Dubbed the Mumba botnet, the campaign infected more than 35,000 computers when it started at the end of April, according to a white paper released by AVG.
The botnet has now collected at least 60GB of information from some 55,000 computers, half of which are in the UK and Germany, according to an analysis of a server used to collect the data, which included credit card numbers, email, login and password information for social-networking sites and bank account details.
Mumba uses at least four variants of Zeus to spy on computers. Zeus is a well-known piece of malware can send spam, steal financial or other data or conduct a distributed denial-of-service attack against other computers.
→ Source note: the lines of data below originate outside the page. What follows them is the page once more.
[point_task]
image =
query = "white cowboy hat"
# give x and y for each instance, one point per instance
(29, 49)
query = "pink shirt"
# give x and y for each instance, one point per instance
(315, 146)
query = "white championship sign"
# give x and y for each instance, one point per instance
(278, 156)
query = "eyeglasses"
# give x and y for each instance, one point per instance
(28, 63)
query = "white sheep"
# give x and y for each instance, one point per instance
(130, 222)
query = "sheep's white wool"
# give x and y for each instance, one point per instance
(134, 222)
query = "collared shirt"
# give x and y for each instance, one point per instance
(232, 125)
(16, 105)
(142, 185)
Its creators have developed a toolkit that they can sell to lesser technically skilled cybercriminals that makes it easier to use and manage infected computers. The latest Zeus version, 220.127.116.11, supports the Windows 7 operating system and can also steal HTTP traffic data from the Firefox browser, AVG said.
The Mumba botnet is believed to be controlled by the Avalanche Group, which specialises in phishing sites as well as malware, AVG said.
To hide how they control the botnet, Mumba's operators are using a technique called fast flux, which allows an administrator to quickly point a domain name to a new IP address. It is a redundancy mechanism that is designed to allow high-traffic Web sites to manage traffic, but it is also being abused by cybercriminals to make their command-and-control system much harder to shut down.
"The 'Mumba' botnet is probably one of the first to use the Avalanche operation in order to host its stolen goods as well as the malware infection," the white paper said. "This seems to be yet another step in the never ending arms race between the security industry and cybercriminals."